Ocean Alliance ($36,298)
Preserving the Voices of Whales: Digitizing Global Audio Recordings, 1950s-1990s — 331 magnetic audio reels of whale-song recordings from the 1950s to the 1990s that have helped to drive the save-the-whale movement and broader ecological awareness.
State Archives of North Carolina ($37,039)
Preserving and Providing Access to Legislative History: Senate Audio Digitization
University of Alaska Fairbanks ($34,504)
Digitization and Dissemination of Technically Problematic KUAC-FM Radio (Alaska) Programs (1979-1997), Phase II — to digitize and make accessible more than 150 hours of the nearly 950 tapes from the KUAC-FM Audiotapes Collection at UAF: material from UAF’s relating to Alaska and circumpolar Indigenous issues, land claims, Athabascan ways of life/religion, Native corporations, alcohol issues, language documentation, Eskimo songs and stories, health issues, and the like.
University of Delaware ($15,199)
Hearing Democracy in the First State: Preserving Delaware’s Political Legacy, 1949 – 1986 — with a focus on the William Satterfield collection of Delaware political radio commercials and interviews, documents the political environment in Delaware between 1970 and 1984.
University of Missouri-Kansas City Libraries, Marr Sound Archives ($33,323)

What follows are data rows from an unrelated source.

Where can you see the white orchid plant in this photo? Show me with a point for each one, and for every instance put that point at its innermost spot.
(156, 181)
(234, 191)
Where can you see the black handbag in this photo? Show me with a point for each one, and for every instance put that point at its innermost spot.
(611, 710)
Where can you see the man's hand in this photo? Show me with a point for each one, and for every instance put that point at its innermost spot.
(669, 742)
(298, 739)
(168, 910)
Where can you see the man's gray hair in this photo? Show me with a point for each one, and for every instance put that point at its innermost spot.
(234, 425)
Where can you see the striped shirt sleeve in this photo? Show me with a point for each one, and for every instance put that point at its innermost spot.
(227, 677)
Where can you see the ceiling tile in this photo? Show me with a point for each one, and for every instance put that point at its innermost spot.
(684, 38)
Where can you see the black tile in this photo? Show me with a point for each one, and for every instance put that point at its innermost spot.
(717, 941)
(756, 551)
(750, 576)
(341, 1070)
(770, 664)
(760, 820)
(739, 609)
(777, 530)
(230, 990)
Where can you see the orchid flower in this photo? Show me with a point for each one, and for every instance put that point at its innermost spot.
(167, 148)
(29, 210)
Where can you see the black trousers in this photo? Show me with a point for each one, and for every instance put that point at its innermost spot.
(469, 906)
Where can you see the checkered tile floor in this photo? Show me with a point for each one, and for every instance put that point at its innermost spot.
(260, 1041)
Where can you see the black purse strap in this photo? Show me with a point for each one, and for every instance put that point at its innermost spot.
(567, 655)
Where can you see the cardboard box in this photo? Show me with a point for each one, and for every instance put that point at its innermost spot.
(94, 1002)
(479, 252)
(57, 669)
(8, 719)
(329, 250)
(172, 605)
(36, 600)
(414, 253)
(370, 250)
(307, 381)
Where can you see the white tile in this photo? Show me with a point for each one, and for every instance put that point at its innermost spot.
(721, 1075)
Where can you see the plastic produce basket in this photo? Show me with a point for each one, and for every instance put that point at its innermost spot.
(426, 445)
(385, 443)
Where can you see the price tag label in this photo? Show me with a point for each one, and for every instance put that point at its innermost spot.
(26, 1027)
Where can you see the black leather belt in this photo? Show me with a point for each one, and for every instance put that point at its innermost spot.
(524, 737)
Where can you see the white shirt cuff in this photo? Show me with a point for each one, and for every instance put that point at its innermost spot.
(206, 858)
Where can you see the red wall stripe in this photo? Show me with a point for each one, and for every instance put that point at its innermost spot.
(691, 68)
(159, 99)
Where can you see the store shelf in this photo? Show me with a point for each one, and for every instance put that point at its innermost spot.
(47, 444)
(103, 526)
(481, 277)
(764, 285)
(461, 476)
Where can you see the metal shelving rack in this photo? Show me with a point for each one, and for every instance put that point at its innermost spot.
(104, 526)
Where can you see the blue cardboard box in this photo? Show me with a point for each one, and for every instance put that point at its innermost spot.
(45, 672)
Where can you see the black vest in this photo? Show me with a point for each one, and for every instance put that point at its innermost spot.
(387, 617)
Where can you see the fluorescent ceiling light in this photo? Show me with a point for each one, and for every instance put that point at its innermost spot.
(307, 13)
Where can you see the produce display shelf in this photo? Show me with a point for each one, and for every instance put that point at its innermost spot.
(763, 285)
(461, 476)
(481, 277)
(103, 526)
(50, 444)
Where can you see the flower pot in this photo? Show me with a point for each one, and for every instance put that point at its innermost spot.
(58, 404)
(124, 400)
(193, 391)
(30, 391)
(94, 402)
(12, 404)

Preserving 1940s Radio Broadcasts on Severely Damaged Lacquer Discs — the Archives includes 62,000 radio broadcasts, many of which are currently being digitized in-house for preservation, but a small portion are lacquer discs of 1940s broadcasts (news, news commentary, radio dramas, orchestral performances…) that are too severely damaged to be digitized with conventional audio equipment so their content will be captured with a non-contact method (the IRENE audio preservation technology, located at the Northeast Document Conservation Center).
Vassar College ($39,986)
Vassar College Archival Recordings Project: Music as Document and Indicator of Social Change — 80 years of collegiate music traditions, oral histories, and intercollegiate and local collaborations between faculty, students, and the surrounding community.
Vermont Jazz Center ($40,889)
The Attila Zoller collection of historical audio recordings 1955-1996: Forty years of performances, currently too fragile to make available,documenting numerous important jazz artists, as well as the development of an innovative jazz guitarist.
Ya-Ka-Ama Indian Education and Development, Inc. ($38,310)
Northern California Tribal Traditions: Education, Culture and Values — to provide digital access to knowledge of historical and cultural content held on obsolete tape media: a chronicling of tribal leadership, practices, events, re-enactments, teachings, and celebrations from the late 70s to early 90s.
YIVO Institute for Jewish Research ($29,992)
The YIVO Yiddish Folksong Project: East European Jewish Folksong in its Social Context — to digitize recordings of 2,000 Yiddish folksongs and oral histories collected by Barbara Kirshenblatt-Gimblett and colleagues from 1973-1975.
More information is available at the program’s Funded Projects page, and also through the CLIR’s podcast, Material Memory. The inaugural season focuses on the preservation of indigenous language recordings and their meaning to the communities that create them.